Writing or telling about something wonderful isn't obligatory of course, but it can be a good exercise. It can help you understand how you feel, what moves you and why. Movies are better suited to such occasional discipline because they contain an inherent structure which includes a story and characters. Much is subject to our interpretation and much is clear to one and all. Still in writing about an experience with a film we sometimes face the difficulty of exposure. Digging into ourselves and then sharing what we find. It can seem personal and as in this case for me, it can be difficult to find words for.
Luis Bunuel's Viridiana (1961) is about a prospective nun, the title character, who before taking her final vows that will cut her off from the "outside world" for the rest of her days, pays Uncle a visit. Turns out she bears a striking resemblance to Uncle's late wife, very late as she died on their wedding night. Suffice to say that Uncle (Fernando Rey) becomes obsessed and weirdness ensues. It won't surprise you to learn that Viridiana (Silvia Pinal) never returns to the convent.
Indeed she doesn't leave Uncle's estate. Viridiana does not suffer a crisis of faith. There is a trauma the result of which is that she decides to serve God as a free agent. This primarily consists of providing shelter for the nearby town's homeless and unwashed. Meanwhile the Uncle's son moves in with his girlfriend and....

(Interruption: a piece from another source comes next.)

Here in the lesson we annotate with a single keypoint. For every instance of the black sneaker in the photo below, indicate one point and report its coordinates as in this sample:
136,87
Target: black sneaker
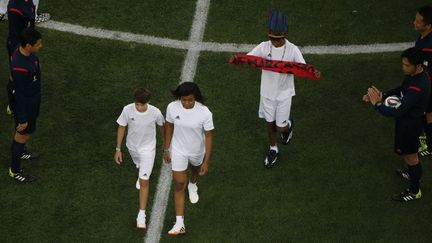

Viridiana the character is eminently watchable and both admirable and beautiful, not to mention consistent to her own truths. She is the strong moral center. And yet, Viridiana the film is not kind to Catholicism. But Bunuel was an equal opportunity satirist. He took on anyone with two legs and any group that consisted of humans (I don't know, maybe he had a go at critters in one of his film's too).

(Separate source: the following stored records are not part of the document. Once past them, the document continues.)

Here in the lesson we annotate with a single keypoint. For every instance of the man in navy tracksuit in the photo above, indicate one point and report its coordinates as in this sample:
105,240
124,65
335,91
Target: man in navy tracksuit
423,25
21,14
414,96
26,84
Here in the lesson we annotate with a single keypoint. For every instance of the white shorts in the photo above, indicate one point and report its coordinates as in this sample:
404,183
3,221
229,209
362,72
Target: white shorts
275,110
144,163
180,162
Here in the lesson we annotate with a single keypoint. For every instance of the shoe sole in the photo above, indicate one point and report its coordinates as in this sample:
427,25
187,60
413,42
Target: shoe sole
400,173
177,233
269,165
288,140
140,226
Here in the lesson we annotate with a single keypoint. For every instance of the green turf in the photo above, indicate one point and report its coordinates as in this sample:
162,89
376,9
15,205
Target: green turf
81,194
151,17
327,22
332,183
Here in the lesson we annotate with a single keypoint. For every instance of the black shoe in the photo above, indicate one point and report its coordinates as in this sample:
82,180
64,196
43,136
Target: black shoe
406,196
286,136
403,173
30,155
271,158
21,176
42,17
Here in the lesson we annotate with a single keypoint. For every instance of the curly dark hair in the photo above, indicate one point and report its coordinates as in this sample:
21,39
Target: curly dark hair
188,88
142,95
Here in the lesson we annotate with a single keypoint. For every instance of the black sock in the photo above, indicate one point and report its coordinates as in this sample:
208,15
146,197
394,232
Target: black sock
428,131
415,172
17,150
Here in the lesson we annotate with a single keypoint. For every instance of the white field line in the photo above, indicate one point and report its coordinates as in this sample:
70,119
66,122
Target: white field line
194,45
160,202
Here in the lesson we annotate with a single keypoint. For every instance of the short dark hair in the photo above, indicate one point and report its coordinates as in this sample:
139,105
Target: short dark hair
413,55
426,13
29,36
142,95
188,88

Bunuel's camera lingers on feet (you read that right) a few times early in the film. Fetishism perhaps, but also some what I saw as surrealistic foreshadowing (you read that right too). Viridiana is quite intentionally subject to interpretation, a classic example being the famous Last Supper shot (see photo above) at the beggar's banquet. And about that banquet.....What a scene. Lord of the Flies for adults, society's debris loose in the mansion without supervision. Havoc.
Viridiana is yet another unassailable argument on behalf of the beauty of black and white cinema photography as well as a pat on the back to the restorative powers of the good people at Criterion. But mostly it is a testimony to Bunuel, the director and writer of the film. He did the audacious, the scandalous the subversive and made art of it. Viridiana was made and then banned in his native Spain, not seen there until the death of Franco in 1975. Not surprisingly the Catholic church had a hissy fit over the film.

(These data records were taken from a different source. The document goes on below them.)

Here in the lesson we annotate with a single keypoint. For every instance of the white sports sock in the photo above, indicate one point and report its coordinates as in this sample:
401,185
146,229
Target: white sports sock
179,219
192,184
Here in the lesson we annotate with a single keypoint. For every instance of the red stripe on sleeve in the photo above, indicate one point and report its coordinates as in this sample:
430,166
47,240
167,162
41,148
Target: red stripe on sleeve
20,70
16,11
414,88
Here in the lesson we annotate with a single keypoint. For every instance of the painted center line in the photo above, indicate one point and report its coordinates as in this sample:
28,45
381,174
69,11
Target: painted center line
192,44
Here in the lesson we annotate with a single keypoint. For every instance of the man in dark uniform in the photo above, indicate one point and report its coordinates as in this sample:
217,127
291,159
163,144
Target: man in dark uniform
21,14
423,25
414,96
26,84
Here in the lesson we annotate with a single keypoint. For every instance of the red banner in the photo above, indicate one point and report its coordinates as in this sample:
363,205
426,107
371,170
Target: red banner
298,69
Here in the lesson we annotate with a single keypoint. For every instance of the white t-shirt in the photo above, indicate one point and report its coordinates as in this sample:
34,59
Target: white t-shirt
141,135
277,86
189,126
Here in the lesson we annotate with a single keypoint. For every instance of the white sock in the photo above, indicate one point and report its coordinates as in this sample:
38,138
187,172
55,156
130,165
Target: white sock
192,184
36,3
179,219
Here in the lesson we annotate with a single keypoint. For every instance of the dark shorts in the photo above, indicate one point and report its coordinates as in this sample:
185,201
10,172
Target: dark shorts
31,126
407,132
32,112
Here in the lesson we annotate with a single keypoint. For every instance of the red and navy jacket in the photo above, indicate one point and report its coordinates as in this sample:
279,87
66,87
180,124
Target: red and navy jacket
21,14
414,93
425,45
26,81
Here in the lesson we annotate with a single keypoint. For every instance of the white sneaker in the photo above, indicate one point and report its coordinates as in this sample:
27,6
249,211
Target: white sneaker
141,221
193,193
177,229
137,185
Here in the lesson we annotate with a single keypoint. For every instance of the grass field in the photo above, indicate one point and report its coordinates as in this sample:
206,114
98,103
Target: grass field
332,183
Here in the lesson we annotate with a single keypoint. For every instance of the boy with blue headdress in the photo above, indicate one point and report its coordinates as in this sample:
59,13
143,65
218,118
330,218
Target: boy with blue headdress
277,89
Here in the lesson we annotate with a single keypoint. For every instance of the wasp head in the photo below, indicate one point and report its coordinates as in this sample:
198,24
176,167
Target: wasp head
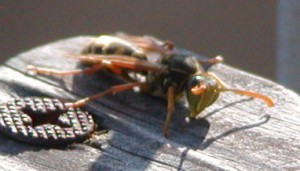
201,91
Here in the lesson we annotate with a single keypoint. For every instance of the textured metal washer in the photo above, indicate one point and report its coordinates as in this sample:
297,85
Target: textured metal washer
44,121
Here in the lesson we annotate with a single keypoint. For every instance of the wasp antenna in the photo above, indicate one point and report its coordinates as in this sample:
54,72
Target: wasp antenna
266,99
210,62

Such is art. It can take people out of their comfort zone and present them with a story and a kind of story telling that is uncomfortable. Light is shined on truths many would rather keep in the dark. For the rest of us, the fact that, in the case of Viridiana, a ruckus was kicked up 50 years ago, is an amusing sidebar.
I've meandered about in trying to say something about this wonderful film, not really scratching the surface of how I reacted to it. Let me try this: through its presentation of a story about a straight forward person in extraordinary circumstances surrounded by unusual characters and by choosing to focus on unique elements of the story, Viridiana was to me a moving cinematic experience. I highly recommend it.